The fundus imaging method of eye screening detects eye diseases by segmenting the optic disc (OD) and optic cup (OC).OD and OC are still challenging to segment accurately. This work proposes three-layer graph-based deep architecture withan enhanced fusion method for OD and OC segmentation. CNN encoder-decoder architecture, extended graph network,and approximation via fusion-based rule are explored for connecting local and global information. A graph-based model isdeveloped for combining local and overall knowledge. By extending feature masking, regularization of repetitive features withfusion for combining channels has been done. The performance of the proposed network is evaluated through the analysisof different metric parameters such as dice similarity coefficient (DSC), intersection of union (IOU), accuracy, specificity,sensitivity. Experimental verification of this methodology has been done using the four benchmarks publicly available datasetsDRISHTI-GS, RIM-ONE for OD, and OC segmentation. In addition, DRIONS-DB and HRF fundus imaging datasets wereanalyzed for optimizing the model’s performance based on OD segmentation. DSC metric of methodology achieved 0.97and 0.96 for DRISHTI-GS and RIM-ONE, respectively. Similarly, IOU measures for DRISHTI-GS and RIM-ONE datasetswere 0.96 and 0.93, respectively, for OD measurement. For OC segmentation, DSC and IOU were measured as 0.93 and 0.90respectively for DRISHTI-GS and 0.83 and 0.82 for RIM-ONE data. The proposed technique improved value of metrics withmost of the existing methods in terms of DSC and IOU of the results metric of the experiments for OD and OC segmentation.

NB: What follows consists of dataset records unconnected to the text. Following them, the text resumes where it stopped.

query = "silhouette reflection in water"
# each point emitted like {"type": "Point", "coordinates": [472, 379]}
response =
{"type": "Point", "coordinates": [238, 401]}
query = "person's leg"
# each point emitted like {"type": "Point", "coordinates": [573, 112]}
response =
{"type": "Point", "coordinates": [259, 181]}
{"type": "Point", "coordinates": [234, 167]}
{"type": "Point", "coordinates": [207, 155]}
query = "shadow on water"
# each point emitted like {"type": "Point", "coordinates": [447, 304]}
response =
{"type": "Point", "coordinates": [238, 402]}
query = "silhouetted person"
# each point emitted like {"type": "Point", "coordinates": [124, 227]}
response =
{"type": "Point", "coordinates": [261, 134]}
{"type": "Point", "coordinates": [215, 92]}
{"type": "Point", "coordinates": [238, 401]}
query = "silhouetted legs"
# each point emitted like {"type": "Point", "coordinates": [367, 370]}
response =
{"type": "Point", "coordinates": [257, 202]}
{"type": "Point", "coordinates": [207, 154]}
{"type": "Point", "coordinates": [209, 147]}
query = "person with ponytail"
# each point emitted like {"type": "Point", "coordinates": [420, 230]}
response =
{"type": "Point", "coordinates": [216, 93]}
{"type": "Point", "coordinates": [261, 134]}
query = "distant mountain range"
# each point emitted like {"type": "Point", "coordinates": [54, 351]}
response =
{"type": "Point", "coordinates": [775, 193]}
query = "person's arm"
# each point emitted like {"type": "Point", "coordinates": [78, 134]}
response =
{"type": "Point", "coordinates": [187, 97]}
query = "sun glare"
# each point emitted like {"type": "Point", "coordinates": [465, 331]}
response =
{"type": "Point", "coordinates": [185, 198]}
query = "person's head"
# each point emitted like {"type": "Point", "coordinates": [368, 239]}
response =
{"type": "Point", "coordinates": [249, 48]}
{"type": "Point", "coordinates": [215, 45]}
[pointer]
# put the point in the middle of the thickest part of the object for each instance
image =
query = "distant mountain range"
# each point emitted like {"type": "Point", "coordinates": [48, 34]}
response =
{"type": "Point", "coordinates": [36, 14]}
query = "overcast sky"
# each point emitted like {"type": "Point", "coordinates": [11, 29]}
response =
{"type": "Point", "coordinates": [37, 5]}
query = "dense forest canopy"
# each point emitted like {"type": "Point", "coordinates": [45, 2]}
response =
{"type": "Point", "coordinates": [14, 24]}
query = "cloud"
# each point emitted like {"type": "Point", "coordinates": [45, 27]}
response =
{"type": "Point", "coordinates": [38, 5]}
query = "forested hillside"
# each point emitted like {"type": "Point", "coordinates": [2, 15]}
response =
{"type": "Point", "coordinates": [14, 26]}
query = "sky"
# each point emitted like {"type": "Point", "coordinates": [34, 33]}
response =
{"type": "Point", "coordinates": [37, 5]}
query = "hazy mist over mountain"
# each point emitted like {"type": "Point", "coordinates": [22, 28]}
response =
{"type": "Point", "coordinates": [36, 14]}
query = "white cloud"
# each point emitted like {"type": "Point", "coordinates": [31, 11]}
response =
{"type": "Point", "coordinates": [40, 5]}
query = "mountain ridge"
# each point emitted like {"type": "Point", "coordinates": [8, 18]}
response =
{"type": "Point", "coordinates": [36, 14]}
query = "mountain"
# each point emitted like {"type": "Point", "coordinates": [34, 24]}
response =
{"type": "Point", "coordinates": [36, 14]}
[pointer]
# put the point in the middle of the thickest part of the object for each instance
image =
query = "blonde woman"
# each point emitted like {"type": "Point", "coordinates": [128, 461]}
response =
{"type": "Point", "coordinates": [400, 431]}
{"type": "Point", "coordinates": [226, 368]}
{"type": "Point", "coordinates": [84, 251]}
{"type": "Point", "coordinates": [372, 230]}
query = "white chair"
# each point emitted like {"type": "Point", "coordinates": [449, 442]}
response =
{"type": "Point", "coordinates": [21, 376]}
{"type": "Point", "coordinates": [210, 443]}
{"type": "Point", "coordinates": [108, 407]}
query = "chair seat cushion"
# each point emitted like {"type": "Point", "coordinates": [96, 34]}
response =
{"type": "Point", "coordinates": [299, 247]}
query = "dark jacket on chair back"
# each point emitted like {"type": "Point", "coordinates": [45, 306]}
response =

机译:眼的眼底成像方法筛查检测分段眼疾的视神经盘(OD)和视杯(OC)。具有挑战性的准确细分。提出了三层基于深体系结构与OD和OC分割。体系结构、扩展网络图通过fusion-based近似规则研究连接本地和全局信息。图论模型局部和整体的知识。掩蔽,正规化的重复功能与提出了网络的性能通过分析评估如骰子相似性度量参数系数(DSC),十字路口的联盟(借据),准确性、特异性验证这种方法已经完成使用四个基准公开数据集分割。眼底成像数据集是基于OD优化模型的性能分割。0.97分别。DRISHTI-GS和RIM-ONE数据集0.93,分别为OD测量。分割、DSC和借据测量为0.93和0.900.82 RIM-ONE数据。改进的价值指标现有方法的DSC和借据实验的结果指标OD和OC分割。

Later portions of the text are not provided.